Le ministre et député François-Philippe Champagne comprend les inquiétudes des producteurs laitiers relativement au nouvel accord de l’ALENA.

«Un bon accord dans les circonstances»

TROIS-RIVIÈRES — Selon le député de Saint-Maurice – Champlain et ministre de l’Infrastructure et des Collectivités, François-Philippe Champagne, le Canada a en quelque sorte sauvé les meubles en ratifiant une entente de principe concernant le nouvel accord de l’ALENA, qui sera dorénavant nommé Accord États-Unis – Mexique – Canada.

Même s’il reconnaît que l’entente intervenue dimanche dernier entraînera un recul relativement à la gestion de l’offre, ce qui soulève la grogne des producteurs laitiers d’un peu partout au pays, l’élu libéral précise qu’elle découlera sur un accord qui sera tout de même bénéfique pour l’économie canadienne. En vertu de la nouvelle entente, Ottawa a accepté d’ouvrir 3,59 % du marché du lait et des produits laitiers canadiens aux produits provenant des États-Unis.

«Je comprends les préoccupations et les interrogations des producteurs laitiers. Mais il faut se souvenir d’où on est parti. Notre partenaire commercial [les États-Unis] cherchait à démanteler la gestion de l’offre. Alors un des gains que l’on a eus, c’est de la préserver. La gestion de l’offre est donc là pour rester. [...] C’est un bon accord dans les circonstances», déclare-t-il.

Par ailleurs, M. Champagne rappelle que son gouvernement, par l’entremise du premier ministre Justin Trudeau, s’est engagé à mettre en place un programme compensatoire pour les producteurs touchés.

«C’est pour ça qu’on avait dit qu’il n’y aurait pas de concessions sans compensations. On s’est donc engagé avec un groupe de travail pour déterminer avec les producteurs quelle est l’envergure des compensations.
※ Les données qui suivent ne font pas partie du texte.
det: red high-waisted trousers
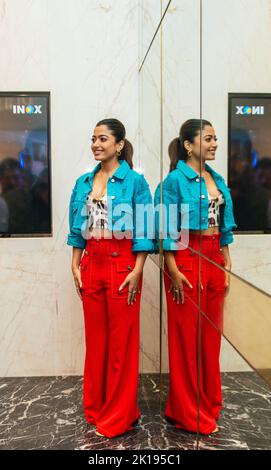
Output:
[81,238,142,437]
[164,233,225,434]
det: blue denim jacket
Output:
[154,160,236,251]
[67,160,154,252]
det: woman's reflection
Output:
[155,119,236,434]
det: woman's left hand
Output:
[224,263,231,297]
[119,270,141,305]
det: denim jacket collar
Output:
[84,160,130,181]
[177,160,222,180]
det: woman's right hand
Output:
[72,267,82,300]
[168,269,193,304]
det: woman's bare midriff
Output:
[190,227,219,235]
[88,228,133,240]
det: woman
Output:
[68,119,153,438]
[155,119,236,434]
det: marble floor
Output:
[0,372,271,450]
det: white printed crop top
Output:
[208,193,225,228]
[87,193,108,232]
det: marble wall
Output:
[0,0,142,376]
[0,0,271,376]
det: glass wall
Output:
[139,0,271,448]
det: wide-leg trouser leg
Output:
[96,290,140,437]
[165,236,224,434]
[201,255,225,420]
[82,239,142,437]
[83,285,109,424]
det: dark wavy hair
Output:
[168,119,212,171]
[96,118,134,168]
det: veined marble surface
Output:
[0,372,271,450]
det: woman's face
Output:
[185,126,217,161]
[91,125,124,162]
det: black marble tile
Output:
[0,372,271,450]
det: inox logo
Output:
[235,106,264,116]
[12,104,42,114]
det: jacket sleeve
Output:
[155,176,180,251]
[67,185,86,250]
[220,230,233,246]
[132,175,154,253]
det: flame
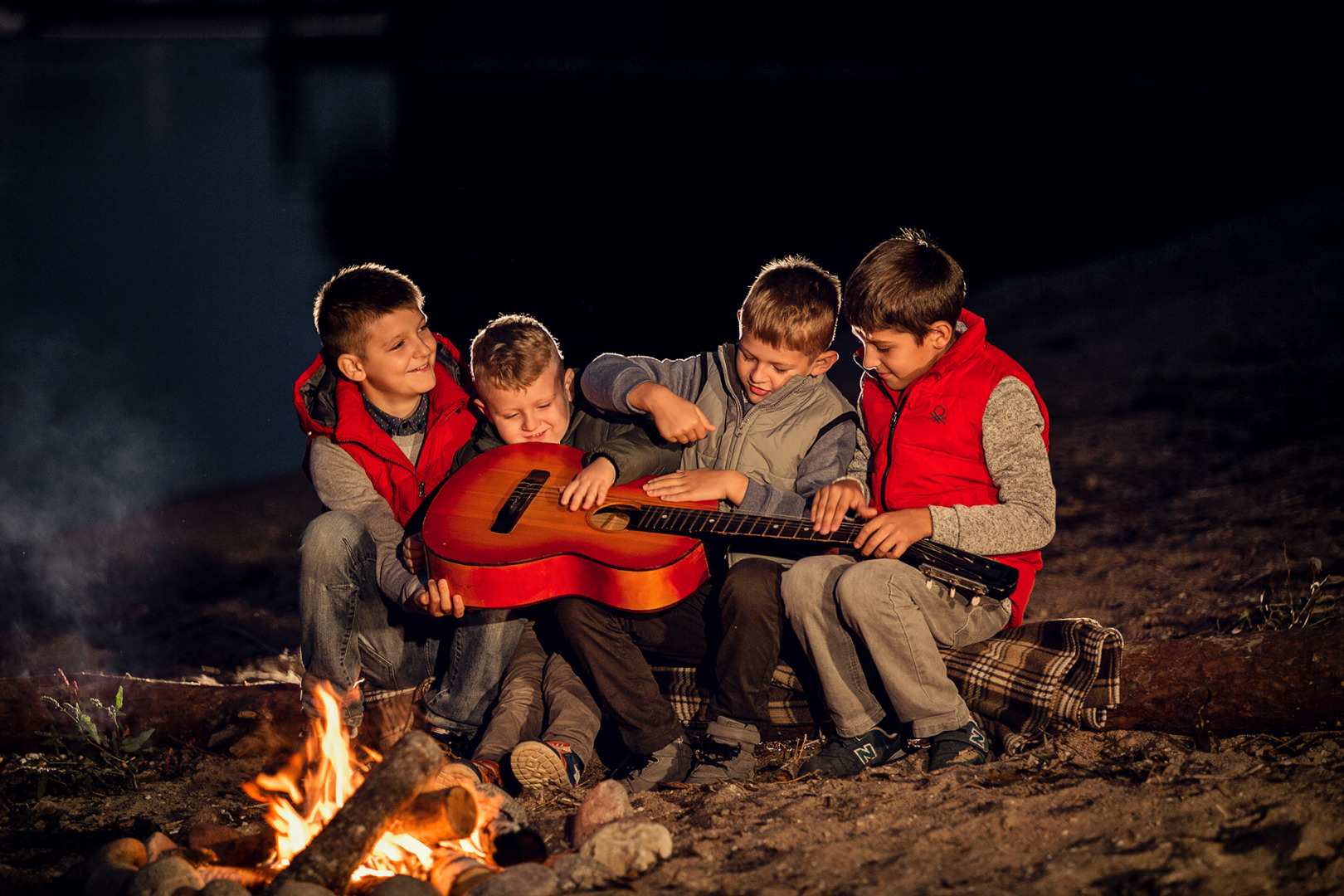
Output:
[243,686,497,880]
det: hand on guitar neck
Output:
[811,480,933,560]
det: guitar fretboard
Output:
[631,505,860,544]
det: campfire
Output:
[71,679,672,896]
[233,690,510,894]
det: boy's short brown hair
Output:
[844,228,967,345]
[741,256,840,358]
[313,263,425,369]
[472,314,564,392]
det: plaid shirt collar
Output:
[364,395,429,436]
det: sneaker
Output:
[508,740,583,787]
[434,759,503,790]
[611,738,695,794]
[798,722,910,778]
[685,716,761,785]
[928,718,989,771]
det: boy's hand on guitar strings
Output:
[407,579,466,619]
[626,382,718,445]
[398,533,425,572]
[811,480,869,534]
[854,508,933,560]
[561,457,616,510]
[644,467,747,504]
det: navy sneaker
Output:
[611,738,695,794]
[427,725,475,759]
[508,740,583,787]
[798,722,910,778]
[928,718,989,771]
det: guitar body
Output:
[425,445,715,611]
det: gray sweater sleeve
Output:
[581,353,704,414]
[738,421,858,516]
[837,400,872,501]
[308,436,422,605]
[928,376,1055,555]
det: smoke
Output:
[0,330,193,669]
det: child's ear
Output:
[808,351,840,376]
[925,321,957,351]
[336,353,368,382]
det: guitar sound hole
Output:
[590,504,637,532]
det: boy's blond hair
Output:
[741,256,840,358]
[844,228,967,345]
[313,263,425,369]
[472,314,564,392]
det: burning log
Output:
[391,787,475,844]
[429,849,499,896]
[267,731,444,892]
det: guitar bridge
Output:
[490,470,551,534]
[919,562,989,607]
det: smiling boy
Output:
[782,230,1055,778]
[557,256,856,790]
[295,265,475,732]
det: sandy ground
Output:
[0,204,1344,896]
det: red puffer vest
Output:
[859,310,1049,626]
[295,334,475,525]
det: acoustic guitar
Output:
[423,445,1017,611]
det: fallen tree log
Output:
[0,626,1344,755]
[1106,626,1344,735]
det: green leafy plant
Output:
[37,669,154,796]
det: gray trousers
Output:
[781,555,1010,738]
[299,510,438,728]
[472,623,602,766]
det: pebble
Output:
[365,874,440,896]
[89,837,148,868]
[570,779,635,846]
[145,830,178,861]
[472,863,561,896]
[547,853,616,894]
[579,821,672,876]
[266,880,334,896]
[126,855,206,896]
[83,863,139,896]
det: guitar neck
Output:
[631,505,1017,599]
[631,506,923,548]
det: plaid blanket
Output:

Et ça, c’est important pour moi», poursuit-il.

D’un point de vue plus global, le politicien considère que le nouvel accord entraînera plusieurs bienfaits pour les économies canadienne et québécoise.

«Ç’a permis de stabiliser la prospérité économique au Canada. On a d’ailleurs vu hier [lundi] que le dollar canadien a augmenté. Par ailleurs, rappelons que les exportations aux États-Unis de certaines entreprises canadiennes et québécoises représentent 70 % [de l’ensemble de leur exportation]. De garder ce marché-là ouvert et de garder un accès préférentiel, c’est le gain le plus substantiel que l’on a fait», explique-t-il.

M. Champagne tient également à rappeler que le Canada demeure le seul pays du G7 à avoir des accords de libre-échange avec tous les autres membres.

«Nous avons également gardé le chapitre 19 et l’exemption culturelle, que les États-Unis voulaient abolir, et d’inclure des chapitres sur l’environnement et les droits des travailleurs, et ce, en même temps que de garder un accès préférentiel à un marché qui représente le quart de l’économie mondiale», précise le député-ministre.

Les producteurs sacrifiés selon la députée Brosseau

Pour sa part, la députée de Berthier-Maskinongé et leader en chambre du Nouveau parti démocratique, Ruth Ellen Brosseau, déplore que le gouvernement ait sacrifié les producteurs laitiers du Québec en pliant devant les États-Unis relativement à la gestion de l’offre.

«Le gouvernement Trudeau a désormais offert 3,6 % du marché laitier canadien en vertu de cette nouvelle entente, 3,25 $ dans l’Accord de Partenariat transpacifique global et progressiste et 3 % dans le cadre de l’Accord économique et commercial global, ce qui signifie d’avoir abandonné 10 % du marché laitier en mois de trois ans», observe-t-elle.

Elle constate également que le gouvernement a cédé relativement à la classe 7, ce qui aura pour effet que de nouveaux produits laitiers, notamment le lait diafiltré, envahiront le marché canadien. Cette concession entraînera selon elle des pertes annuelles se chiffrant à 200 millions de dollars pour les producteurs.